If at first you don’t succeed, try, try, try, try again.
With Plans A, B and C having failed miserably, President Obama yesterday unveiled his latest “new and improved” version of health‐care reform. He says that this incarnation “incorporates the best ideas from Democrats and Republicans — including some of the ideas that Republicans offered during the health‐care summit.” Unfortunately, its fundamental premise remains exactly the same — a government takeover of the health‐care system.
Start with those “Republican ideas”: Though mostly not bad, they’re hardly game changing.
- Increase the financial incentives for states to experiment with malpractice reform by $50 million. Wow — a million dollars per state! That undoubtedly has the trial lawyers quaking in their boots.
- Undercover stings to help root out Medicare and Medicaid fraud. Fine — but when fighting fraud in government programs becomes a major concession, it shows just how out of touch Washington has become.
- Increase Medicare reimbursements. OK, higher spending for a program that’s already going broke may well be a Republican idea, but it doesn’t exactly make Obama’s better.
- Allow health‐savings accounts to be sold through the government‐sponsored exchanges. This could be a positive step — but the details are key, and they remain to be seen.
HSAs have been proven to reduce the cost of health care and have added nearly 3 million people to the ranks of the insured since their inception. But they only really work in conjunction with high‐deductible insurance — if your policy already pays for everything, there’s not much point to saving for health expenses.
And every version of ObamaCare to date has restricted high‐deductible insurance and/or mandated low‐deductible policies. Unless the president is prepared to make major changes in those areas, the HSA concession is just bait‐and‐switch.
All in all, saying that these changes represent a “compromise” with Republicans is a bit like saying that Yankee speedster Brett Gardner is a home‐run hitter. It’s technically true (he hit three dingers last year), but no one’s going to mistake him for Babe Ruth.
The president has also touted the new plan as “smaller” and “leaner.” Smaller and leaner than what? This version may actually cost more than the last one — breaking the $1 trillion mark even under the White House’s rosy assumptions.
At its heart, ObamaCare hasn’t changed. It still represents a top‐down, centralized, command‐and‐control approach to reform.

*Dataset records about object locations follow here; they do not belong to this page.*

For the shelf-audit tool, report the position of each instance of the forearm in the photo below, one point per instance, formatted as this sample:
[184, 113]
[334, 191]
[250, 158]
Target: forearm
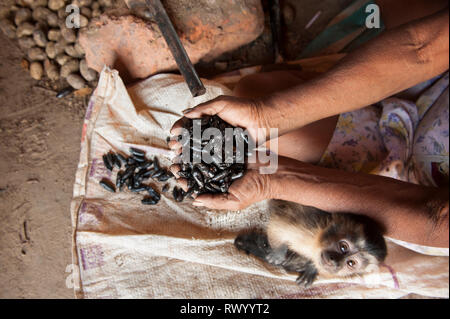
[389, 64]
[407, 212]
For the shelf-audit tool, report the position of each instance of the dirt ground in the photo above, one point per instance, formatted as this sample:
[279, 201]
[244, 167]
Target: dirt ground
[39, 151]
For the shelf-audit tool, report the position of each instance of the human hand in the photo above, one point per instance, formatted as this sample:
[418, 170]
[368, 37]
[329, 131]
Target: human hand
[251, 188]
[245, 113]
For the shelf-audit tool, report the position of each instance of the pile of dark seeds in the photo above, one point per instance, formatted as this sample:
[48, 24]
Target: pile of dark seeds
[215, 177]
[137, 169]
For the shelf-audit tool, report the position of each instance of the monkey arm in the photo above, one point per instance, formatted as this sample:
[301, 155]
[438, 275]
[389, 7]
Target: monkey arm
[407, 211]
[394, 61]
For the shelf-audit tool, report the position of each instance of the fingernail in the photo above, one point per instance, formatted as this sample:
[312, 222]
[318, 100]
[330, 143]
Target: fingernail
[197, 203]
[187, 110]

The government would require everyone to have health insurance, would determine what benefits that insurance must include, would regulate insurance prices and physician reimbursement and would micromanage how medicine is practiced.
All this would be accompanied by higher taxes and, most likely, higher insurance premiums.
It is a plan that says the government knows best — when it comes to a sixth of the US economy and some of the most important, personal and private decisions in people’s lives. A few cosmetic concessions can’t fix that basic premise.
Obama also made it clear yesterday that he wants Congress to use an obscure parliamentary gimmick known as “reconciliation” to bypass a Republican filibuster and force the bill through the Senate. Democrats will likely manage to get the 50 votes needed in the Senate to use this tactic — but the vote will be far closer in the House, where deaths, defections and resignations have erased the three‐vote margin of victory Democrats had last November.
The president was right about one thing yesterday. As he said, “Every argument has been made. Everything there is to say about health care has been said, and just about everyone has said it. So now is the time to make a decision.”
Reportedly, as many as nine House Democrats who once voted against ObamaCare, including Rep. Scott Murphy of upstate New York, are now open to supporting the latest version. If they do, in the face of overwhelming public opposition, this new version of health reform could turn out to be Plan L — for “loser.”